Türk Feministler Türkiye'yi Irkçılıkla Suçladı
Karabük’te Gabonlu üniversite öğrencisi Dina’nın ölümüne ilişkin davanın duruşmasında ırkçılık tartışması çıktı. Aile avukatı Türkiye’de ırkçılık olduğunu iddia ederken, mahkeme başkanı bunu reddetti. Türk feminist avukatların söylemleri ise tepki çekti.
Karabük’te geçen yıl Filyos Çayı’nda cesedi bulunan Gabonlu üniversite öğrencisi Jeannah Danys Dinabongho Ibouanga’nın (17) ölümüne ilişkin davanın 2’nci duruşması Karabük 1. Ağır Ceza Mahkemesi’nde görüldü. Duruşmada, genç kızın aile avukatları ile mahkeme başkanı arasında ırkçılık tartışması çıktı.
Duruşmaya, tutuklu sanık Dursun Acar, Gabonlu öğrenciler, maktulün annesi, babası ve davayı gönüllü üstlenen feminist avukatlar ile sanık avukatı katıldı.
Duruşmada söz alan maktulün aile avukatlarından Gülyeter Aktepe, Dina’nın Türkiye’de ırkçılığa maruz kaldığını belirterek, “Dina Türkiye'de ırkçılığa maruz kaldığını söylüyor. Bu hususta beyanları var. Dina ten rengi yüzünden ayrımcılığa maruz kaldığını söylüyor. Bu durum yazışmalarında bilirkişi raporuyla da belirtiliyor.” dedi.
Mahkeme başkanı ise, Türkiye’de ırkçılık olmadığını savunarak, “Türkiye’de veya Karabük’te ırkçılık olsa 10 bin yabancı öğrenci olmaz. Özel bir ırkçılık, kişiye yönelik bir şey yok. Irkçılık olsa o kadar öğrenci gelmez. Türkiye’de ırkçılık yoktur.” diye cevap verdi.

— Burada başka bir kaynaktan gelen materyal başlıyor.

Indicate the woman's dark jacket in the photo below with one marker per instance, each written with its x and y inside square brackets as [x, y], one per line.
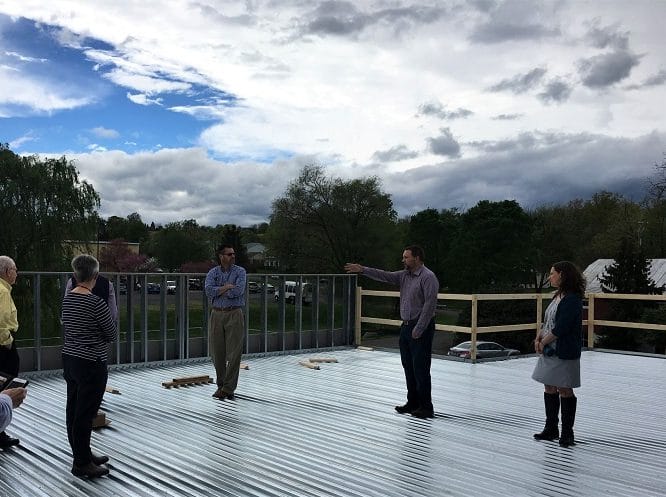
[569, 327]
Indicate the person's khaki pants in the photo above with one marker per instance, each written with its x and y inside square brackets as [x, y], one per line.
[226, 346]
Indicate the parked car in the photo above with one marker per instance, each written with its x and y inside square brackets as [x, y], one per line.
[253, 287]
[483, 350]
[153, 288]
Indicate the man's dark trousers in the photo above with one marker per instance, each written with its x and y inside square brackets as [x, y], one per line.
[416, 356]
[86, 381]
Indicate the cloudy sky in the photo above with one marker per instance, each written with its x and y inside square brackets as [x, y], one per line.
[207, 109]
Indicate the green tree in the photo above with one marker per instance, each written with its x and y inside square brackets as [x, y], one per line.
[653, 231]
[131, 228]
[629, 273]
[552, 241]
[492, 251]
[600, 224]
[179, 243]
[434, 231]
[42, 204]
[320, 223]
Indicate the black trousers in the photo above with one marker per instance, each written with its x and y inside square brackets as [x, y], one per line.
[416, 356]
[86, 382]
[9, 360]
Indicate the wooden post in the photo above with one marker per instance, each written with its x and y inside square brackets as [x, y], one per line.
[590, 322]
[475, 308]
[539, 314]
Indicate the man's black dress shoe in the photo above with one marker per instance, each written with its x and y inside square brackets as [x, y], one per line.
[91, 470]
[99, 460]
[6, 441]
[423, 413]
[406, 409]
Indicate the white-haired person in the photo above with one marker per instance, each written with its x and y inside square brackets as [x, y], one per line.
[9, 358]
[89, 328]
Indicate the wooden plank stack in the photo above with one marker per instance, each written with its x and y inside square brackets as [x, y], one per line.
[187, 381]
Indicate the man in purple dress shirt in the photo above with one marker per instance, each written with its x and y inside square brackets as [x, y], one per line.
[418, 301]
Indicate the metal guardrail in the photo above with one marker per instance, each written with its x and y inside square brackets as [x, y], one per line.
[158, 326]
[474, 330]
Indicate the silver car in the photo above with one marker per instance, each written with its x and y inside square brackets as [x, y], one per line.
[483, 350]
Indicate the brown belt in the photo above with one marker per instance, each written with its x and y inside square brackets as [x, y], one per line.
[227, 309]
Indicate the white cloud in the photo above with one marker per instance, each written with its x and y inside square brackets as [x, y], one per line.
[142, 99]
[21, 95]
[102, 132]
[362, 87]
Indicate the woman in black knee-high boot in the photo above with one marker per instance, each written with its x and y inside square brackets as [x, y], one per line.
[559, 344]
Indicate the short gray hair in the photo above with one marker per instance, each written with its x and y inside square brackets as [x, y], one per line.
[6, 263]
[85, 267]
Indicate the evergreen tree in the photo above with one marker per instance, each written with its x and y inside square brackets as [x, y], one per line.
[630, 273]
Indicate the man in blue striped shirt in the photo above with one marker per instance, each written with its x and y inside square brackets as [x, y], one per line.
[225, 287]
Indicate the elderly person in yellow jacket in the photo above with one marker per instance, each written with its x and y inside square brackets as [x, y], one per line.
[9, 358]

Mahkeme başkanının bu sözleri üzerine salonda gerginlik yaşandı. Türk feminist avukatların Türkiye’de ırkçılık olduğuna dair söylemleri ise Karabük kamuoyu tarafından tepkiyle karşılandı.
Duruşma, Sanık Dursun A.’nın tahliye talebinin reddine ve tutukluluk haline devam kararının verildiği duruşma 29 Nisan 2024 tarihine ertelendi.
Tepkiniz nedir?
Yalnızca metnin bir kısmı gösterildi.